A child’s dream of becoming a doctor sustained me into adulthood. My father is a beloved pediatrician in town. To this day, I encounter people who cherished the lifesaving care he often provided and who offer up their continued love and appreciation. I truly never expected to have that sort of impact as an inpatient physician since there is no opportunity for continuity of care. But I did expect to be treated with the same dignity and respect I offered my patients. My work environment stopped feeling like a hospital and started feeling more like a bar or nightclub where the patients were drunk patrons, and I was the bouncer. Finally, the COVID-19 pandemic became weaponized for political gain on both sides of the aisle. I naively believed my ability to provide evidence-based care was knowledge-based and within my control. But my ability to provide evidence-based care was less in my control than I realized. Subject matter experts bowed to political pressures or were muzzled at the institutional level and more broadly worldwide.
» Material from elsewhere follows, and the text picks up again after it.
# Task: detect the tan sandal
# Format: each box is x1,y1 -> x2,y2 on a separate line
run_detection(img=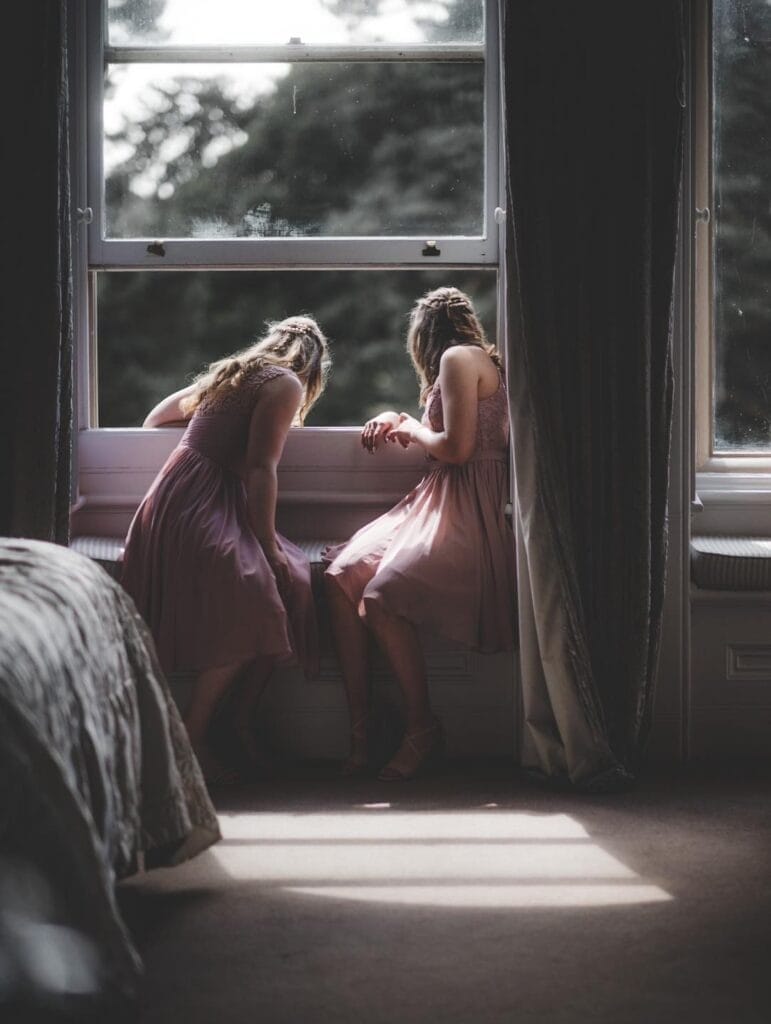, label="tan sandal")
378,718 -> 444,782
As a society, we routinely experience loss; the impermanence of everyday life ensures that it is a high-frequency occurrence. For health care workers, the COVID-19 pandemic has presented an additional circumstance well beyond everyday life where the loss has been concentrated, and we are that much more afflicted with grief. We suppress grief rather than process it for so many reasons. Grief is a scary unknown and takes time to process it; many of us believe we don’t have that time. We lack the knowledge of how to process this grief and be present and supportive of someone grieving. Most concerning, if we let these feelings in, we have no prior knowledge to suggest how we will cope and whether we will remain functional to continue caring for our patients. Within the COVID-19 pandemic, we have experienced a very unique circumstance.
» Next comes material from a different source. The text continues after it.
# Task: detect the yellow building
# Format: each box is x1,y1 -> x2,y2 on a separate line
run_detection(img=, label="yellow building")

Grief is an invisible wound that requires support for processing; it requires immediate care like other acute medical problems. Without treatment, grief becomes a festering wound that is long-lasting and severe, and it impacts our daily functioning. So process it, we must! Unprocessed grief results in prolonged suffering. Prolonged suffering engenders excessive stress. Excessive stress causes burnout. Can processing grief mitigate burnout? William Cowper said that “grief is itself a medicine.” I’d argue grief truly can be if we learn to allow and process it.
Cathi Whaley is a hospice and palliative care physician.